It must be said that some of Crispina’s other dishes did pale in comparison. But, first, let’s talk about the reasons you’ll like this place, especially if you live nearby in Vinings.

There’s an enveloping coziness to Crispina, despite the fact that it lives in a shopping center around the corner from a Kroger. There’s a blazing brick oven that you can see from the door, long swagging curtains along a wall of windows, and dim, begging-for-candles lighting.

And then there is the staff — so intent on your happiness that they’ll go to great lengths to insure it.

The food is largely cozy, too. And when it comes to that aromatic tagliatelle or the rustically misshapen fried calzone, filled with melty dollops of fresh ricotta and sweet, fresh tomato sauce, cozy is a good thing.
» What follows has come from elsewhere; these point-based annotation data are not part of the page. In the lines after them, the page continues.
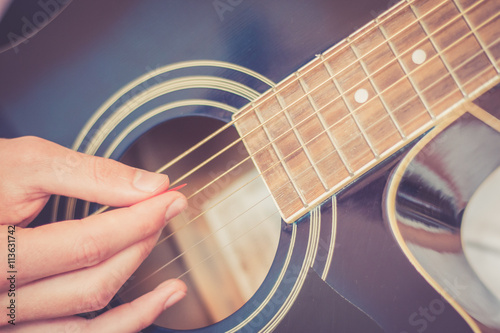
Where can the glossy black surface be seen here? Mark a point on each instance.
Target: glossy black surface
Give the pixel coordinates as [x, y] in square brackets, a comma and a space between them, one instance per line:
[431, 198]
[54, 83]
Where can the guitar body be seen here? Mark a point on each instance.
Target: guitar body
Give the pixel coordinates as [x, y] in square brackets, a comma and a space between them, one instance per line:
[350, 264]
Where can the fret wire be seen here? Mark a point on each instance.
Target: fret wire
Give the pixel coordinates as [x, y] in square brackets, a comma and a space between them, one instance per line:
[437, 54]
[375, 88]
[395, 146]
[281, 160]
[301, 141]
[232, 122]
[434, 44]
[232, 241]
[337, 49]
[229, 124]
[346, 102]
[405, 70]
[478, 38]
[325, 126]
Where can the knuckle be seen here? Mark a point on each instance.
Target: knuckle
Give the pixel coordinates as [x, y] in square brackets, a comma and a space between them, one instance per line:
[89, 251]
[98, 298]
[99, 169]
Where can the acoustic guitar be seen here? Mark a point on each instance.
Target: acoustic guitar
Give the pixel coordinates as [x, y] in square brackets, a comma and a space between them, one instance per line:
[331, 188]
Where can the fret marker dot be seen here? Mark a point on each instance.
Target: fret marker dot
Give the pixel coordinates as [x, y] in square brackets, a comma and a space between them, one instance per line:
[361, 96]
[419, 56]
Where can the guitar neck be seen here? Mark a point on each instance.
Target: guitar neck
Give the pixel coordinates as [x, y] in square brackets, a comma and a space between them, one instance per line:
[368, 96]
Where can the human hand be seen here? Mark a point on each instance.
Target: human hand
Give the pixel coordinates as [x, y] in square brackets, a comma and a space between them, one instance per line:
[77, 266]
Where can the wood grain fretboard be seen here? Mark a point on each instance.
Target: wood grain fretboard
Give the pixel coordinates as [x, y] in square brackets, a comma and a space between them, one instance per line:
[368, 96]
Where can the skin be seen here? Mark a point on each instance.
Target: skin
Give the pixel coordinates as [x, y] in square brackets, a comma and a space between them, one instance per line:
[76, 266]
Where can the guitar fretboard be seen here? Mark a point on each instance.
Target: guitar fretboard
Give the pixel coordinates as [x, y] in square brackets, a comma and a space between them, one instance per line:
[366, 97]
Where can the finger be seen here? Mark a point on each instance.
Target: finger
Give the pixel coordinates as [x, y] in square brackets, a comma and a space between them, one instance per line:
[130, 317]
[43, 166]
[142, 312]
[66, 246]
[85, 290]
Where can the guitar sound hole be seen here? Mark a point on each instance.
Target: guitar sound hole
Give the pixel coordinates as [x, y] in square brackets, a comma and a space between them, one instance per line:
[223, 245]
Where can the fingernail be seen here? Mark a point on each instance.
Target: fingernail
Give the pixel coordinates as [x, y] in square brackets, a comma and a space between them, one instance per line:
[149, 181]
[175, 208]
[174, 298]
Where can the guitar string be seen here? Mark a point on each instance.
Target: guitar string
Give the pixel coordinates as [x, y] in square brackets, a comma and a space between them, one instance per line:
[189, 173]
[260, 222]
[409, 100]
[229, 124]
[298, 149]
[211, 255]
[444, 50]
[262, 100]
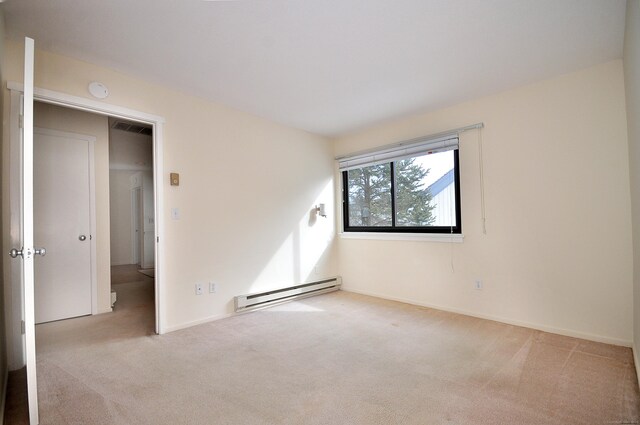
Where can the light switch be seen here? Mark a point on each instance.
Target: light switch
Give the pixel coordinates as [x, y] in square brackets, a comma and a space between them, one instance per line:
[175, 179]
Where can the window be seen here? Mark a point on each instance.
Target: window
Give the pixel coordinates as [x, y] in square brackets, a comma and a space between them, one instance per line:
[415, 188]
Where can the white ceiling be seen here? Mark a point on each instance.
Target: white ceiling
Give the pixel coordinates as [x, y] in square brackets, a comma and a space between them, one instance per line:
[329, 66]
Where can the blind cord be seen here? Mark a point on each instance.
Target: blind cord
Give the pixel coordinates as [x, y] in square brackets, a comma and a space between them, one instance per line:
[483, 214]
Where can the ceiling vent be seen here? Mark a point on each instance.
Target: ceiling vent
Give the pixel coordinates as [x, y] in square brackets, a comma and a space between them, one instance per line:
[132, 127]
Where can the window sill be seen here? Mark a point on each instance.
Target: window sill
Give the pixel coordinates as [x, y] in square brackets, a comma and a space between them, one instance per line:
[420, 237]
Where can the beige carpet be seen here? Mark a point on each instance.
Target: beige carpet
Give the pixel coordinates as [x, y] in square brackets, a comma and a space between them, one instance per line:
[338, 358]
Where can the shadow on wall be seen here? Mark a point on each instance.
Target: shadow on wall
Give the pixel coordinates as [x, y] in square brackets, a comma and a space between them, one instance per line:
[304, 254]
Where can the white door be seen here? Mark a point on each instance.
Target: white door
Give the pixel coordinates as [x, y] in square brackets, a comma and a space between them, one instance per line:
[26, 251]
[62, 219]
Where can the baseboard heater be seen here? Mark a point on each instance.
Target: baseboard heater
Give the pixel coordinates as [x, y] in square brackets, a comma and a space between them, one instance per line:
[277, 296]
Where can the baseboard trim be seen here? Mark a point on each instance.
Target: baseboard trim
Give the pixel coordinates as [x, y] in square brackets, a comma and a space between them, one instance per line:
[196, 322]
[3, 400]
[544, 328]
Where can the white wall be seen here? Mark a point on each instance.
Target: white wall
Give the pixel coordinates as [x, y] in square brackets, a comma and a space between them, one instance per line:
[129, 153]
[247, 187]
[632, 86]
[557, 253]
[73, 121]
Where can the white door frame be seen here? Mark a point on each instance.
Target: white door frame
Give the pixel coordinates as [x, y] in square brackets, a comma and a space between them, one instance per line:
[96, 107]
[92, 202]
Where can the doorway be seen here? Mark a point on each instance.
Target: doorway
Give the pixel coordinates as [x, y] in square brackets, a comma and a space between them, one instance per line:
[131, 197]
[16, 352]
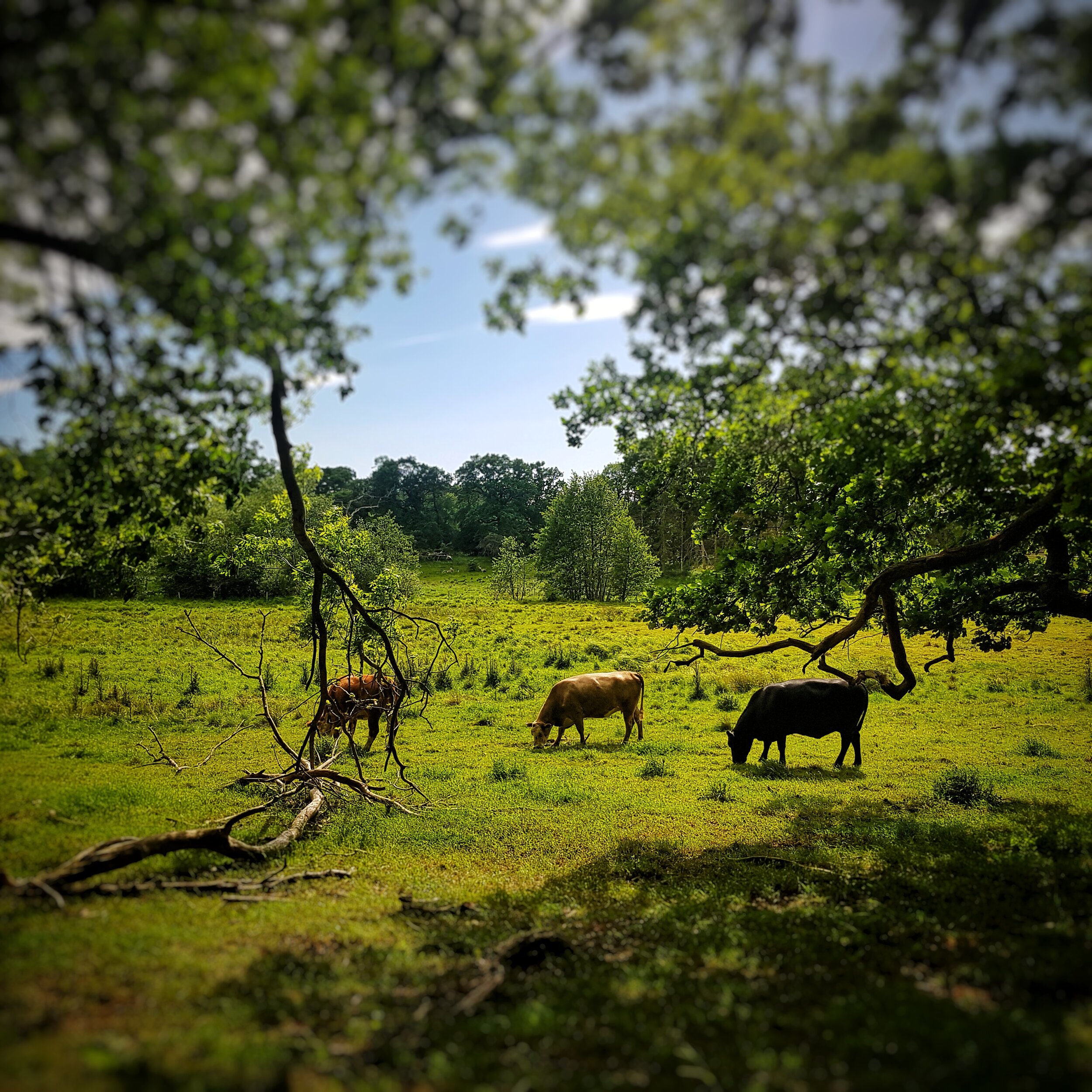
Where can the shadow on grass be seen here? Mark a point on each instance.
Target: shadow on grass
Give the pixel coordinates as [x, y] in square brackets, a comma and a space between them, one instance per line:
[872, 948]
[774, 771]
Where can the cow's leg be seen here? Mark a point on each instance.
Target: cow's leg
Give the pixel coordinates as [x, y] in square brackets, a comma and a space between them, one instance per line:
[374, 715]
[841, 754]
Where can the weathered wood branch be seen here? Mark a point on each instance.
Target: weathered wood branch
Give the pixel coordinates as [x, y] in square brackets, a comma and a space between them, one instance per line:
[167, 760]
[119, 852]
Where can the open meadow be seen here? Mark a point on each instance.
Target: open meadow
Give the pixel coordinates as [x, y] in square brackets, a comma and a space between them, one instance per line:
[702, 925]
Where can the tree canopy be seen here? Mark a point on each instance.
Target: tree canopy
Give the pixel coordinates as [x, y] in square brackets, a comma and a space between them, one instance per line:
[864, 335]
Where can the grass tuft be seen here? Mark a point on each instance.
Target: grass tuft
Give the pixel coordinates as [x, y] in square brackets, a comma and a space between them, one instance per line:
[508, 771]
[1038, 748]
[772, 770]
[654, 768]
[964, 787]
[717, 792]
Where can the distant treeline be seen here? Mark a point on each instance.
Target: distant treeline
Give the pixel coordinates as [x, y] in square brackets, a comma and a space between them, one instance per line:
[487, 499]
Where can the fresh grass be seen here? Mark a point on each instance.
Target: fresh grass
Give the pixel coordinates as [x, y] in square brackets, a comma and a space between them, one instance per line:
[736, 927]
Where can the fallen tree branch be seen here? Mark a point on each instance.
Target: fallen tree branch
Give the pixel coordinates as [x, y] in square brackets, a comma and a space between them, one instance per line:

But, other times, cozy puts you to sleep. That was the case with the massive, tepid bowl of pasta e fagioli alla torrese soup. It’s a very mild broth, scattered with beans, some too-toothsome pasta strips and small shelled mussels that were fine, but in no way special.

Spooning up pre-shelled mollusks is less satisfying than fishing ink-colored shells out of your soup and digging out the sweet meat yourself. When the visceral pleasure of the catch is gone, it turns out the flavor might be a bit anesthetized, too.

Or maybe the soup just needed salt.

That was an issue I kept returning to during my Crispina meal. Of the very bland panzarotti appetizer, a fluffy mashed potato fritter: This needs salt. Of the decent but slightly floppy pizza crust: This needs salt (though the very good cheese and fruity sauce on our Regina Margherita pie made up for it).

If it wasn’t salt that was lacking, it was bold flavor. Take the salami lurking inside our toto calzone. I knew the narrow strips were there — I could see them. But the spicy, tongue-tingling zing salami should add was absent.

In a few other dishes, such as the pappardelle Antonio, featuring little slabs of mild, homemade sausage, I found myself straining to find an extra bump in flavor. The pappardelle dish was also comprised of lovely homemade pasta and tasty rapini. Had its sausage component had more kick, it would have elevated this dish from pretty good to very good.

Then again, I should be careful what I wish for. The Porterhouse pork chop was packed with flavor — but none of it welcome. The chop was blanketed in a thick, jammy, balsamic glaze dotted with chopped walnuts. Put a slick, tart topping and softly crunchy nuts on top of a thick and hardy piece of meat and you get a tremendously unappetizing combination of textures.

Texture was also a problem in the massive drift of “polenta” that accompanied the chop. It was strangely grainy, and the fact that it completely lacked flavor didn’t help matters.

On top of all those problems, our particular chop was detectably singed and the meat smelled funky.

It was the last bit that caused a flurry of mea culpas from Crispina’s owner when we informed him that the meat had been mealy and off-smelling. He refunded the cost of the dish and sent over a free dessert, which my kid companions ate but I declined. (The light and fluffy, not-too-sweet ricotta cheesecake that I paid for, however, was delicious.)

The owner even went so far as to find the phone number on my pseudonymous reservation and call the next day to inform me that he was finding a new meat purveyor.

It’s passion like this, plus very-close-to-great pizzas, calzones and pastas, that earn my respect. This is a restaurant that cares, that works to right its wrongs.

And one that knows the healing power of a really nice mushroom tagliatelle.